I suddenly had the notion that multiculturalism as a paradigm for understanding diversity is utterly flawed. It implies simply the existence of separate and distinct cultures. Diversity in lived experience is far more fluid and complex than that. A truly diverse city is one in which people from varying cultures interact and learn from one another, celebrating their differences and not feigning their sameness for the sake of an amorphous nationalism. Interaction cannot simply be limited to frequenting the falafel joint two doors down, it and by extension we, must be more ambitious.
 
I do not mean to imply that the mall is the space in which such diversity can be found and experienced. I did however witness an equalising force in the desire to consume that meant that the people of these cloistered micro-economies were rubbing shoulders. The cliche white rich browse next to the hijaab-wearing mother of two. These were the interactions that sparked the feeling.
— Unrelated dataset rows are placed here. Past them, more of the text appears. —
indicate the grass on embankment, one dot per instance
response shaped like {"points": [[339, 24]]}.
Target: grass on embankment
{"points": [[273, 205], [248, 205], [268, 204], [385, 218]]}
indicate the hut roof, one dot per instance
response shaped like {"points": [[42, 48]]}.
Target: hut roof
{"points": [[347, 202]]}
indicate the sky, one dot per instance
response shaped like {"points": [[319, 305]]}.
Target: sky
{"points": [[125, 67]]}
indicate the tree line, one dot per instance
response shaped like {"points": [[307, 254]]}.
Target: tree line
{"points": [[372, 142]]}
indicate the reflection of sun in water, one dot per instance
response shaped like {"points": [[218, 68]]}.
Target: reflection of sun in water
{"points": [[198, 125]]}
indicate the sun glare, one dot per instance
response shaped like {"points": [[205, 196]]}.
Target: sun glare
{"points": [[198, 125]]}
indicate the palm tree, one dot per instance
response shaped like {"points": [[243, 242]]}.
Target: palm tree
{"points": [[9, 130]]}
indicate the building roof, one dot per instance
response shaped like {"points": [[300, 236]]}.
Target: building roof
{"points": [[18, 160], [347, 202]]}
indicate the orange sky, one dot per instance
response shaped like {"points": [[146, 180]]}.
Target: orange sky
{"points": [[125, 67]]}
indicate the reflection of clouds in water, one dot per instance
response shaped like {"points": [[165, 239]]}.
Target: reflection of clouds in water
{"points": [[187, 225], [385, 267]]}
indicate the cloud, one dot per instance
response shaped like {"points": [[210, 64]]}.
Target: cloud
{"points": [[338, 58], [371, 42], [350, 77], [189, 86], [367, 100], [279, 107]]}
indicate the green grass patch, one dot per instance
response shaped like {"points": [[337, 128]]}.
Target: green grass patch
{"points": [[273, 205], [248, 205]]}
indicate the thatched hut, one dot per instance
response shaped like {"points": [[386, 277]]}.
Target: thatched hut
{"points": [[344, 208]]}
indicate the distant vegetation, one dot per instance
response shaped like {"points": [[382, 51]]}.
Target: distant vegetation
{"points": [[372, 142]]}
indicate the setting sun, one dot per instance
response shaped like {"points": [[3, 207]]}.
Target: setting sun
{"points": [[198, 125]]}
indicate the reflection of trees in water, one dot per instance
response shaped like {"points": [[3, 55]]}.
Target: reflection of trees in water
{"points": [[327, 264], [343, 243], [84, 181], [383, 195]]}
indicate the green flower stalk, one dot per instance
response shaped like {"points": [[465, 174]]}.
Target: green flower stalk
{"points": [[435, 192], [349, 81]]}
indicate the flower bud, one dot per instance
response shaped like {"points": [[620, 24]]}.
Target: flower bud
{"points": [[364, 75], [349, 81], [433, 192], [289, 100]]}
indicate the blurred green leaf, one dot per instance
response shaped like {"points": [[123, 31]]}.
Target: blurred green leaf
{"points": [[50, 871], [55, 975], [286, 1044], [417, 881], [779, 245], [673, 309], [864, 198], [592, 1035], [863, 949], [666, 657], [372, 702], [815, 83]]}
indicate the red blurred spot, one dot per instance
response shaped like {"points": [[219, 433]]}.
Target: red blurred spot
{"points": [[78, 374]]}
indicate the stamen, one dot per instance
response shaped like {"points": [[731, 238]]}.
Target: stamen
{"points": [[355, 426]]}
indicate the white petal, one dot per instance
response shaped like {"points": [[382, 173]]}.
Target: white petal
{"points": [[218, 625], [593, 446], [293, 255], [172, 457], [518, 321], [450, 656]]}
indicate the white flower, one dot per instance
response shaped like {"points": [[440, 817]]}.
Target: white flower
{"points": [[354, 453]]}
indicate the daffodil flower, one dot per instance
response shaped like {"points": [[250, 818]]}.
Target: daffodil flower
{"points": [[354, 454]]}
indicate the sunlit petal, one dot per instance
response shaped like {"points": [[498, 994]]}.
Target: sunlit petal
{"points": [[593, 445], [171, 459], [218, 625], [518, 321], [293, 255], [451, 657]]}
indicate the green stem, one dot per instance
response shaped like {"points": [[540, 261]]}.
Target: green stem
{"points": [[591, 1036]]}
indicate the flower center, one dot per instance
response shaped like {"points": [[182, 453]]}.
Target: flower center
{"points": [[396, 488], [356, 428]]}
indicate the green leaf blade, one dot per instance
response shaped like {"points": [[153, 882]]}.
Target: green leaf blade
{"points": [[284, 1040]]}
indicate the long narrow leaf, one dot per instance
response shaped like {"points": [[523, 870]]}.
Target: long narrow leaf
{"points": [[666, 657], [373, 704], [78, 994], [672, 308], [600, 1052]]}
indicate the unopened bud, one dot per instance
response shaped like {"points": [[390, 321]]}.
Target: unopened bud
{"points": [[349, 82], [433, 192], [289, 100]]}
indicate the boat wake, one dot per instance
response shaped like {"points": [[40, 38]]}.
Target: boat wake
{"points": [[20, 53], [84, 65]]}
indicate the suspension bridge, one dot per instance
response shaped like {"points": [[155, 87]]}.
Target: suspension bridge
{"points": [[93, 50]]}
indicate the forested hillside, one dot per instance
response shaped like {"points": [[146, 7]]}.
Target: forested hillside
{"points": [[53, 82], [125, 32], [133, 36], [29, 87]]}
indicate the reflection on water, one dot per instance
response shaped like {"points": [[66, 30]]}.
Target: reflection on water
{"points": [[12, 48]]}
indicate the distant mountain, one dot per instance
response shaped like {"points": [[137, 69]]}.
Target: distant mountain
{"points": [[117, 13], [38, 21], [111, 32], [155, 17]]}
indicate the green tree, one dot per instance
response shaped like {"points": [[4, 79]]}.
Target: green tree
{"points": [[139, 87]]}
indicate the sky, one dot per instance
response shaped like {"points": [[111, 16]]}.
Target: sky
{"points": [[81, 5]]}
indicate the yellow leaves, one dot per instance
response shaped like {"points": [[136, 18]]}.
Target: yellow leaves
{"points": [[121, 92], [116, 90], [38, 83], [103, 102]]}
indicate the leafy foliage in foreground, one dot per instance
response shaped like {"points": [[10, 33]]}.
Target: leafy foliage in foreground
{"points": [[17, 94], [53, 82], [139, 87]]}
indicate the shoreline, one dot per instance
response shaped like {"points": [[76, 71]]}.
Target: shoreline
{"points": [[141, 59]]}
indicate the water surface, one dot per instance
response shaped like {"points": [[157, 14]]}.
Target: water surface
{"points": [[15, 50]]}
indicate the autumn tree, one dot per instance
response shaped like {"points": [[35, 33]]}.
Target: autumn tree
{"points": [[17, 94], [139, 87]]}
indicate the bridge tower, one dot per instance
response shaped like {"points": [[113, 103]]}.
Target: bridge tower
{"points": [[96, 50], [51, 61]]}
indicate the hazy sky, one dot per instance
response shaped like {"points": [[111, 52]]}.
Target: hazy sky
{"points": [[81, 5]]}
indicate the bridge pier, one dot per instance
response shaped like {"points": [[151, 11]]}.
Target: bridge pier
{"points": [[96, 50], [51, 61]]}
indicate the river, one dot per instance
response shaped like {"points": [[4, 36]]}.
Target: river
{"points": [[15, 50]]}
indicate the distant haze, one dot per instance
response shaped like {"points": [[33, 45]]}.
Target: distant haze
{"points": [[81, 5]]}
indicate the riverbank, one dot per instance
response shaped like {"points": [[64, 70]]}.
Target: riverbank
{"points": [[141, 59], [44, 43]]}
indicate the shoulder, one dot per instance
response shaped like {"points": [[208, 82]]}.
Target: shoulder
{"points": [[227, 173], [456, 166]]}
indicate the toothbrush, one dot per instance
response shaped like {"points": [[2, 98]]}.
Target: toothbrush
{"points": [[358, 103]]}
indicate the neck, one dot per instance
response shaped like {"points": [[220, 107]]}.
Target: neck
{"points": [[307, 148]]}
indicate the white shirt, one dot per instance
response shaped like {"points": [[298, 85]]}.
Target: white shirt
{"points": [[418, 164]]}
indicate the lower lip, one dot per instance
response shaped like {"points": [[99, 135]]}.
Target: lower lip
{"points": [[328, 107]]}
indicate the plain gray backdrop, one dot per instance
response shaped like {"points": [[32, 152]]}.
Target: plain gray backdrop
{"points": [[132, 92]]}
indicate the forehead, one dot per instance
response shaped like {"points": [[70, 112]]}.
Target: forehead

I had them in the mall, not while eating a halloumi wrap on a red plastic chair at 3am, not sitting on uncomfortable reproductions of design classics in a concrete cafe at 3pm, but in the Mall of Berlin.
 
I considered class next, implicating myself as a middle-class consumer, though I quickly found that my understandings of class in Germany were gravely limited. It is something to keep in the mind and in regards to the mall it speaks of an aspirational movement into the upper echelons of the wealthy. The space is totally transformed when considering it in the context of class, it becomes a perverse playground of desire and ambition. I became swiftly very uncomfortable and left the mall behind to catch the U-Bahn.
 
At home I collected the notes I had written and read them back. I found them limited but was most interested to find that the space of the mall had help me produce such insights. I did not feel much closer to being able to articulate the differences between London and Berlin, nor explain my dissociation with the social landscape of the city. I suppose the mall after all is simply a place of distraction. But what interesting distraction it seems to have provided. I need a new white shirt again, the one I bought I accidentally left in the Food Court and was halfway home before realising.